It was the time of the rainy season, and a portion of the wall had fallen from the enclosure just in front. So Yoo climbed over this broken wall, and, not knowing where he went, found himself suddenly in the royal quarters. It was a beautiful park, with trees, and lakes, and walks. “Whose house is this,” thought Yoo, “with its beautiful garden?” Suddenly a man appeared, with a nice new cap on his head, carrying a staff in his hand, and accompanied by a servant, walking slowly towards him. It was no other than King Se-jong, taking a stroll in the moonlight with one of his eunuchs.

When they met Yoo had no idea that it was the King. His Majesty asked, “Who are you, and how did you get in here?”

He told who he was, and how he had agreed to come in with the secretary; how the secretary had failed; how the gates were shut and he was a prisoner for the night; how he had seen the bright moonlight and wished to walk out, and, finding the broken wall, had come over. “Whose house is this, anyway?” asked Yoo.

The King replied, “I am the master of this house.” His Majesty then asked him in, and made him sit down on a mat beside him. So they talked and chatted together. The King learned that he had passed special examinations in the classics, and inquiring how it was that Yoo had had no better office, Yoo replied that he was an unknown countryman, that his family had no influence, and that, while he desired office, he was forestalled by the powerful families of the capital. “Who is there,” he asked, “that would bother himself about me? Thus all my hopes have failed, and I have just decided to leave the city and go back home and live out my days there.”

The King asked again, “You know the classics so well, do you know something also of the Book of Changes?”

He replied, “The deeper parts I do not know, but the easier parts only.”

Then the King ordered a eunuch to bring the Book of Changes. It was the time when his Majesty was reading it for himself. The book was brought and opened in the moonlight. The King looked up a part that had given him special difficulty, and this the stranger explained character by character, giving the meaning with convincing clearness. The King was delighted and wondered greatly, and so they read together all through the night. When they separated the King said, “You have all this knowledge and yet have never been made use of? Alas, for my country!” said he, sighing.

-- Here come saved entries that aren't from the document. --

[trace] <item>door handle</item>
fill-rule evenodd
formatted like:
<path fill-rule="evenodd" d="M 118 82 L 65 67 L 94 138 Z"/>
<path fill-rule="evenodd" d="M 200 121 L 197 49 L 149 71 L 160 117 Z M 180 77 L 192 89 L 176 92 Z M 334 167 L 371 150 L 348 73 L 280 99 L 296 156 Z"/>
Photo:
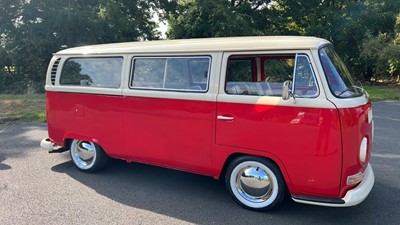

Yoo remarked that he would like to go straight home now, if the master would kindly open the door for him.

The King said, however, that it was too early yet, and that he might be arrested by the guards who were about. “Go then,” said he, “to where you were, and when it is broad daylight you can go through the open gate.”

Yoo then bade good-bye, and went back over the broken wall to his corner in the secretary’s room. When morning came he went out through the main gateway and returned to his home.